Tea parties with live music
Every other month, we open up the Lafayette Bar at the Festival Theatre for a shindig with tea, cake and live music. It’s a great chance for people to get together and all are welcome, whether you’ve been coming to the Festival Theatre for years or fancy popping in for the first time. Refreshments are provided, as well as live music. We host different musicians at every tea party, covering a range of styles.
There are limited car parking spaces available in the courtyard, directly beside the Festival Theatre. Car parking spaces can be booked by calling our stage door on 0131 622 1112.
Our tea parties cost £2 per person, carers come for free. Call 0131 529 6000 to book tickets. We don’t want financial hardship to be a barrier to anyone attending our tea parties. Some free places are available. For a confidential conversation, call Cat on 0131 622 8427 or email email@example.com
The drop-in café is a monthly get together at the Festival Theatre for anyone affected by dementia. You don’t need to book in advance and refreshments are provided. The drop-in café takes place on the last Wednesday of each month, from 2.00-3.30pm. For more information, call us on 0131 622 8444, or simply come along.
The next drop-in café is scheduled for Wednesday 26th September. We hope to see you there.

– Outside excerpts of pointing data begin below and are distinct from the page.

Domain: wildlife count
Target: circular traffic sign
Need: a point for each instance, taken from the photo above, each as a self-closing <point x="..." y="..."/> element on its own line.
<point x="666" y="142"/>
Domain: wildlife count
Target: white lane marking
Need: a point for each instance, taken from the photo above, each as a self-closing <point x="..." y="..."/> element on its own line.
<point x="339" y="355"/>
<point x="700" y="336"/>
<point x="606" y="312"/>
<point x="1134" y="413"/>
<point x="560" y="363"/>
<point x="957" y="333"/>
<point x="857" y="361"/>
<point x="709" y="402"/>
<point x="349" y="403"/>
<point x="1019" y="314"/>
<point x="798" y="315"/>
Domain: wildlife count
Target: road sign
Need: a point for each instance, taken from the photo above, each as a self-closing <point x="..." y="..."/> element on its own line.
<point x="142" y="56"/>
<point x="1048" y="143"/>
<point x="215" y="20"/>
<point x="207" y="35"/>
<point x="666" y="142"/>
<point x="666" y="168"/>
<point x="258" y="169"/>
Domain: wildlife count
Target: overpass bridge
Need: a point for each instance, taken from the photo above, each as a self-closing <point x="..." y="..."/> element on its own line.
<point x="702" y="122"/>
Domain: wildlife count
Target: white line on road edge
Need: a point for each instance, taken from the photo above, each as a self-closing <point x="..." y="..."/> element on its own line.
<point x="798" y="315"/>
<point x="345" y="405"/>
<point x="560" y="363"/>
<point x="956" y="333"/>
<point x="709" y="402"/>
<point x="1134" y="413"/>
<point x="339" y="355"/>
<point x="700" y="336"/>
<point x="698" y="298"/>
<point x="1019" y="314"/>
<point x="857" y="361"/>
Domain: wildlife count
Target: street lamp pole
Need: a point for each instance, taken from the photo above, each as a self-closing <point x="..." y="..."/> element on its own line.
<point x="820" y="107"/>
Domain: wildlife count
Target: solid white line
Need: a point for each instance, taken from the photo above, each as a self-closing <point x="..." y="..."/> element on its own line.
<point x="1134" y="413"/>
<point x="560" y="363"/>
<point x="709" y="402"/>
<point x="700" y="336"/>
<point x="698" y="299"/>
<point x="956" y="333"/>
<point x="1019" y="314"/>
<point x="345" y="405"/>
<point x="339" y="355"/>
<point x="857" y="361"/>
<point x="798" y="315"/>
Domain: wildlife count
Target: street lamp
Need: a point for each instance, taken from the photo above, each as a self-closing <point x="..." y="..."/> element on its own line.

We want people affected by dementia to have a significant say in our work, placed at the heart of our community and empowered to shape it. Whether you have a diagnosis or are supporting someone living with dementia, we’d really value your input.
We’re delighted that our dementia friendly communities project has secure two years funding, for 2018-20 and are now inviting people affected by dementia to join our focus group. If you’d like to find out more, please call Hannah Griffiths for an informal conversation on 0131 622 8099 or email firstname.lastname@example.org
The history of our Dementia Friendly work
In 2015, staff at the Festival and King’s Theatres noticed that people who had been avid friends of the theatres over many years had stopped attending performances and events. When we contacted them to say hello, we discovered a dementia diagnosis behind this change. Our friends no longer felt confident to visit us. At this point, we asked “what can we do as an organisation to enable people living with dementia to continue seeing performances, to remain an active and valued part of the theatre community?”
That same year, we applied for a three-year grant from the Life Changes Trust with the aim of creating and nurturing a dementia friendly community across our venues. Capital Theatres was successful and was awarded £321,000 over a three year period. This work has flourished, with an extensive dementia friendly buildings audit of the Festival Theatre and The Studio; dementia friends awareness sessions for all staff; creative artists training, and an extensive programme of dementia friendly performances and events in our venues and community settings. The project has worked with multiple stakeholders and partners to be able to deliver this vitally important work for people living with dementia. Over the course of the three years, we have programmed over 380 events and performances with over 7,830 participations.
We’re delighted that the Life Changes Trust has awarded continuation funding for our dementia friendly community from 2018-20. As we embark on the next chapter of this work, the core strands of our programme are:
- Opportunities for people living with dementia to access the performing arts as audience members;
- Opportunities for people living with dementia to participate in the performing arts;
- Training and advocacy, plus developing our volunteer programme & focus group.
We are also striving to promote positive engagement in our activities among diverse groups of people, including people who may not have a track record of engaging with culture and/or may face additional barriers to engaging with culture.
There are numerous resources around the city for those living with dementia and their families. For example, you can now check the Edinburgh Dementia Friendly Map to find out venues and cafes that establish themselves for those with dementia.